EDWIN MORGAN INTERNATIONAL POETRY COMPETITION

 

Everyone associated with The Edwin Morgan Poetry Competition notes with great sadness the news of Eddie's passing on 19th August, 2010. A moving funeral celebration took place at the Bute Hall, Glasgow University on 26th August. Edwin Morgan continues to live in his poetry and through the many readers of his work.

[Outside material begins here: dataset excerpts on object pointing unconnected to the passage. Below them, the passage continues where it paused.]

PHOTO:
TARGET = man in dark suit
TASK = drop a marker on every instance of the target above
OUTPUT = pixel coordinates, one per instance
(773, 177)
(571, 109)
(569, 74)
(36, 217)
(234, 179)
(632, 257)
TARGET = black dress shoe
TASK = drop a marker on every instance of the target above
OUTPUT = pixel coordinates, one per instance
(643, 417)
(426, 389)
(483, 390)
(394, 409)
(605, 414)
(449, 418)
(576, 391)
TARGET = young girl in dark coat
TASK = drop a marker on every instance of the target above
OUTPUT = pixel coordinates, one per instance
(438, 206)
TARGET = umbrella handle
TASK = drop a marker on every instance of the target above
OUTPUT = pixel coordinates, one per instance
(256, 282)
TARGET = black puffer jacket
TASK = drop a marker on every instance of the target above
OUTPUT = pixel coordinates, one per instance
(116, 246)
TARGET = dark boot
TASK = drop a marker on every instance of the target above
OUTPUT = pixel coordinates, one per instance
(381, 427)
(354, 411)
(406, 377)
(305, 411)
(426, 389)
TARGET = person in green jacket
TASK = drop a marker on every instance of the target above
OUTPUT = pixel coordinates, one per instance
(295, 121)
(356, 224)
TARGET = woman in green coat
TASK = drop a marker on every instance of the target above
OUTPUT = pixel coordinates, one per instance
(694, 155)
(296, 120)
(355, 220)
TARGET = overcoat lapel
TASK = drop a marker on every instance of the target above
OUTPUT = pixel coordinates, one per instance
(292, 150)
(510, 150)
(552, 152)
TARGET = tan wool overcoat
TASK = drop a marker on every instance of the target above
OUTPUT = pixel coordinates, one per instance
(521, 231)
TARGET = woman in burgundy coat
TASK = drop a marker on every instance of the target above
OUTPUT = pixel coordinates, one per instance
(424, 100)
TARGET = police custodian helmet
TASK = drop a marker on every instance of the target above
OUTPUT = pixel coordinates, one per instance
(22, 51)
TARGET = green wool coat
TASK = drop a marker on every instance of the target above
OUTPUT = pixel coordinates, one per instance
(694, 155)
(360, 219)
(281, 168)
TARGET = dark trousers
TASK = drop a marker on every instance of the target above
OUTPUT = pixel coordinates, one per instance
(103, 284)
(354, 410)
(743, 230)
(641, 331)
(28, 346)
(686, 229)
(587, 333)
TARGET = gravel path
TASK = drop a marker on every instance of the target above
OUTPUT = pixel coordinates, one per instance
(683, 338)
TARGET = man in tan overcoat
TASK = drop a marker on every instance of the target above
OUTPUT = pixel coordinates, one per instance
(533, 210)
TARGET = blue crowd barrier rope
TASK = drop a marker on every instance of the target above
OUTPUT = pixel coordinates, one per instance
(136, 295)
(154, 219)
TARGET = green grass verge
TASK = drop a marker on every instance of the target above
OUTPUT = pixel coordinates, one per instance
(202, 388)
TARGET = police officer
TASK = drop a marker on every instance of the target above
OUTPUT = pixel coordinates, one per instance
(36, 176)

Visitors to this site who would like to leave a tribute to Eddie please click here.

 

(back row, l-r: David Kinloch, Richard Lambert, A.B. Jackson, Nick MacKinnon, Robert Crawford; front row, l-r: Susan Grindley, Kathleen Jamie)

 

The prizewinners in the third Edwin Morgan International Poetry Competition were announced at the Edinburgh International Book Festival on 18th August, 2010. The competition, launched by Vital Synz and sponsored by the University of Strathclyde, is one of the richest poetry competitions in Britain and had the support of Edwin Morgan OBE, Scotland's national poet and one of the most prominent writers of the 20th century. The prizes were presented by competition judges Robert Crawford and Kathleen Jamie at a ceremony chaired by David Kinloch.

 

(1st Prize): A.B. Jackson - Treasure Island A.B. Jackson was born in Glasgow, raised in Cheshire and Fife, and studied English Literature at the University of Edinburgh. His first book, 'Fire Stations', was published by Anvil Press in 2003, and won the Forward Prize for Best First Collection that year. Donut Press will publish a limited edition pamphlet, 'Apocrypha', in October 2010. He works for the NHS in Glasgow. His website is at www.abjackson.co.uk

 

(2nd Prize):

Nick MacKinnon - Prayer Nick MacKinnon is a teacher of Maths and English at Winchester College. He spent his teenage years in Ardrishaig on the long finger of land that points at Ireland which is made into an island by the Crinan canal. He was runner up in the 2009 Bridport Prize and a major prizewinner in the 2007 and 2008 McLellan Festivals and the 2009 Plough, Hippocrates and tall-lighthouse competitions. Further examples of his work are available at www.poetrypf.co.uk

 

(3rd Prize):

Marianne Burton - The Emperor and the Nightingale Marianne Burton was awarded a year's mentorship by the poetry magazine Smiths Knoll and the resulting pamphlet, The Devil's Cut, was a Poetry Book Society Choice. She has been widely published in the UK, US and South Africa, and earlier this year won second prize in the TLS poetry competition. Her first full collection is forthcoming from Seren.

(Runner-up):

Fiona Benson - Ilha de Moçambique Fiona Benson is an Anglo-Scottish writer who currently lives in Exeter with her husband James. Some of her work was anthologised in Addicted to Brightness and her pamphlet is Faber New Poets 1.

(Runner-up)

Abigail Curtis - The Occasional Keeper's Wife Abigail Curtis teaches at York St John University. Her poetry collection Unexpected Weather won Salt Publishing's Crashaw Prize and was published in 2009

(Highly Commended)

Richard Lambert - Ink Blots in a Hand-Made Book Richard Lambert was born in London. He has a poetry pamphlet, 'The Magnolia' published by The Rialto, and this year won first prize inthe Yorkshire Poetry Competition and in the Kent & Sussex Poetry Competition, and was runner-up in the Wigtown Poetry Competition. He is currently doing the MA in Creative Writing in Fiction at UEA.

 

(Highly Commended)

Susan Grindley - Paper Susan Grindley has had poems published in many online and printed magazines including Limelight, Nth Position, Magma and Rising and also in the anthology Gobby Deegan's Riposte, Donut Press, for which she wrote the title poem. She is a landscape architect and lives with her husband in Hackney, London.